Thursday, 24 November 2016


Spiraea japonica, the Japanese meadowsweet or Japanese spiraea, is a plant in the family Rosaceae. Synonyms for the species name are Spiraea bumalda Burv. and Spiraea japonica var. alpina Maxim. Spiraea japonica is a deciduous, perennial shrub native to Japan, China, and Korea. Southwest China is the center for biodiversity of the species. It is naturalised throughout much of the Northeast, Southeast, and Midwest areas of the United States, and parts of Canada

Spiraea japonica is one of several Spiraea shrubs with alternate, simple leaves, on wiry, freely branching, erect stems. Stems are brown to reddish-brown, round in cross-section and sometimes hairy. The shrub reaches 1.2 m to almost 2 m in height and about the same in width. The deciduous leaves are generally an ovate shape about 2.5 cm to 7.5 cm long, have toothed margins, and alternate along the stem. Clusters of rosy-pink flowers are found at the tips of the branches. The seeds measure about 2.5 mm in length and are found in small lustrous capsules. It is naturally variable in form and there are many varieties of it in the horticulture trade. So far, nine varieties have been described within the species.
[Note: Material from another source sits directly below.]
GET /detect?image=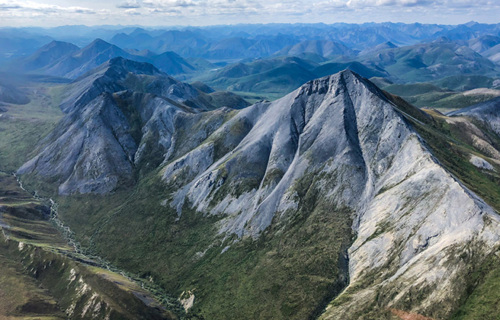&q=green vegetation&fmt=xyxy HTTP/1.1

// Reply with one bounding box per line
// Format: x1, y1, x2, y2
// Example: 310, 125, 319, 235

A common habitat for S. japonica in general seems to be in riparian areas, bogs, or other wetland habitats. It is found growing along streams, rivers, forest edges, roadsides, successional fields, and power line right-of-ways. It prefers full sun, but can tolerate partial shade. It prefers lots of water during the growing season; however, it cannot tolerate saturated soils for extended periods of time. It prefers a rich, moist loam, but it can grow in a wide variety of soils, including those on the alkaline side

Numerous cultivars have been selected for garden use. The tall forms may be grown as hedges, low screens, or foundation shrubs. The low-growing forms can be used as groundcover or in borders. In cultivation in the UK, several cultivars have gained the Royal Horticultural Society's Award of Garden Merit.

This post is part of the Floral Friday Fotos meme.

1 comment:

  1. I love these little blossoms, but I don't think I've seen them in this color! I should put some in my garden.